Add it all up and essentially Shore has conceived of a vignette in which the experiences of the maturing infant can establish inefficient coping mechanisms and individual “dissociation” in times of stress, seen behaviorally even many years later in adulthood. The crux of it… “Optimal attachment experiences allow for the emergence of self-awareness, the ability to sense, attend to, and reflect upon the dynamic changes of one’s subjective self states, but traumatic attachments in childhood lead to self-modulation of painful affect by directing attention away from internal emotional states.” More impressive yet are the 246 citations he makes in an 18-page article!
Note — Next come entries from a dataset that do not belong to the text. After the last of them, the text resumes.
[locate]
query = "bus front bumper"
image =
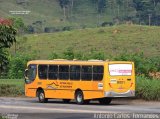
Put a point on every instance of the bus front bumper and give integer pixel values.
(129, 93)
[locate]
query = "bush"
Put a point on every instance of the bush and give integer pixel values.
(143, 65)
(11, 87)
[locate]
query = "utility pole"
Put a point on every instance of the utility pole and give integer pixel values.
(149, 19)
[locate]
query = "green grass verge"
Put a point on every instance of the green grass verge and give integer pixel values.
(109, 40)
(11, 87)
(147, 89)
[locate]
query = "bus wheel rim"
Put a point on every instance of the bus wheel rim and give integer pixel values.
(79, 98)
(41, 96)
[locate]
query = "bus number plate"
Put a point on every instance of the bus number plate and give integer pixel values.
(120, 82)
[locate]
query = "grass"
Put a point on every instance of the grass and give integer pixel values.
(146, 88)
(110, 40)
(83, 14)
(11, 87)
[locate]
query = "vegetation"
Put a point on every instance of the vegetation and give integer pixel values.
(7, 38)
(80, 14)
(9, 87)
(148, 89)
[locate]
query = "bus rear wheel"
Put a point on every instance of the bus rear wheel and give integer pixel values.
(41, 97)
(79, 97)
(66, 100)
(105, 101)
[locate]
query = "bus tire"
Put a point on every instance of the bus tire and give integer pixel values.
(66, 100)
(41, 97)
(105, 101)
(79, 97)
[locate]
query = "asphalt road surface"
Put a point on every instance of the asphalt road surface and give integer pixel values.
(30, 108)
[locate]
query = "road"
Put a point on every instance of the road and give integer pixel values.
(29, 107)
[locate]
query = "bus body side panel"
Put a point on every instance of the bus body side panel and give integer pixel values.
(119, 86)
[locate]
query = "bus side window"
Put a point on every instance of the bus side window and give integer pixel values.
(75, 72)
(64, 72)
(53, 72)
(98, 73)
(86, 73)
(42, 71)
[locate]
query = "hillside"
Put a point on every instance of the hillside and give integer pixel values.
(110, 40)
(82, 13)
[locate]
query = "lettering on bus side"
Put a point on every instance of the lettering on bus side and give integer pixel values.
(66, 84)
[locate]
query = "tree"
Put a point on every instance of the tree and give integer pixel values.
(64, 4)
(7, 38)
(18, 24)
(101, 5)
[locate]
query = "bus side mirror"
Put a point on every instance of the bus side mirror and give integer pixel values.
(26, 74)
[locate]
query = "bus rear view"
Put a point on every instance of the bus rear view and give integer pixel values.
(120, 79)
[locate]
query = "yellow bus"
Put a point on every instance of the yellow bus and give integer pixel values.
(79, 80)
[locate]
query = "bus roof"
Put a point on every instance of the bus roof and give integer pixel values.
(63, 61)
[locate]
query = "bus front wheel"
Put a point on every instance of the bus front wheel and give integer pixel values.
(105, 101)
(41, 97)
(79, 97)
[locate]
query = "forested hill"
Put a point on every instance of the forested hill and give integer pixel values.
(82, 13)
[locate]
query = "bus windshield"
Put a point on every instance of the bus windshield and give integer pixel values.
(120, 69)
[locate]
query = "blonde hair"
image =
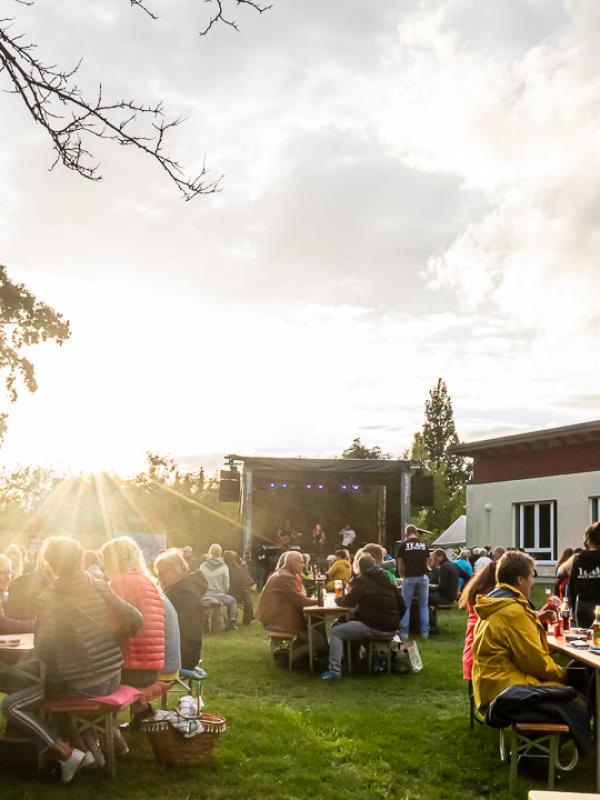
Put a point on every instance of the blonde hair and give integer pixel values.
(15, 555)
(122, 556)
(174, 559)
(215, 551)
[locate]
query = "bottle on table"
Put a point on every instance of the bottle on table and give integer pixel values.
(596, 628)
(565, 613)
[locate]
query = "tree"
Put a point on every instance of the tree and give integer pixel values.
(24, 321)
(72, 121)
(358, 450)
(430, 450)
(439, 434)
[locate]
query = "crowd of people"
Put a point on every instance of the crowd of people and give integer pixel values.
(102, 619)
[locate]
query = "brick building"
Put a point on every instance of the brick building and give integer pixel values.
(536, 490)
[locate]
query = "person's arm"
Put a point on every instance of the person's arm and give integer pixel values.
(289, 589)
(128, 620)
(8, 625)
(529, 654)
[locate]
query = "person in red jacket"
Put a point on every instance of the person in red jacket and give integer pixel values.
(144, 653)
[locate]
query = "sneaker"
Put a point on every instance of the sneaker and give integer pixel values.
(69, 768)
(88, 761)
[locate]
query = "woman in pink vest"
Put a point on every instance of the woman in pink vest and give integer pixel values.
(144, 653)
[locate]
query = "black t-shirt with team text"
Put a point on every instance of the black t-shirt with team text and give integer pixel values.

What is personally interesting to me is the take-away that our development – and in this case, our emotional development – is so unambiguously externally mediated, especially by close parental and familial relationships. (We actually see a reasonable case for the intergenerational transmission of regulation and coping strategies.)

But more importantly, we are essentially “propped” or “wired up” to learn via social mechanisms from people with whom we have intimacy. Said another way, certain parts of the brain may be more receptive to reprogramming by social “interfacing” than by other mechanisms, perhaps even in adulthood. This idea is central to Schore’s thinking on the therapist-patient relationship, which he expounds upon in his three-book-set on Affect Regulation.

1 comment:

Joanna said...

Nice summation of Schore's basic concepts in easy to understand language. His research is bringing deeper information and fresh insight into the social sciences. Happily this work is helping to provide more effective ways to ease some human suffering.

I have the good fortune to be a participant in one of his Los Angeles ongoing seminars. To work with him is inspiring. It's as if we see the process of evolution in action.

The learning is helpful to me in the treatment of eating disorders.
Right brain development and the establishment of a trustworthy sturdy relationship during the psychotherapy work is essential for the work to be effective.

Thank you for bringing this important information so clearly and gracefully to the blogging population!